Grokking (machine learning)

Last updated March 30, 2025

In machine learning, grokking, or delayed generalization, is a transition to generalization that occurs many training iterations after the interpolation threshold, after many iterations of seemingly little progress, as opposed to the usual process where generalization occurs slowly and progressively once the interpolation threshold has been reached.^[2]^[3]^[4]

Transition

Grokking was introduced in January 2022 by OpenAI researchers investigating how neural network perform calculations. It derives from the word grok coined by Robert Heinlein in his novel Stranger in a Strange Land .^[1]
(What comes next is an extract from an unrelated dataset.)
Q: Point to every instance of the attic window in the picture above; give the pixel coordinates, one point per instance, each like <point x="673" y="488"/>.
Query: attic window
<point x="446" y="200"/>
Grokking can be understood as a phase transition during the training process.^[5] While grokking has been thought of as largely a phenomenon of relatively shallow models, grokking has been observed in deep neural networks and non-neural models and is the subject of active research.^[6]^[7]^[8]^[9]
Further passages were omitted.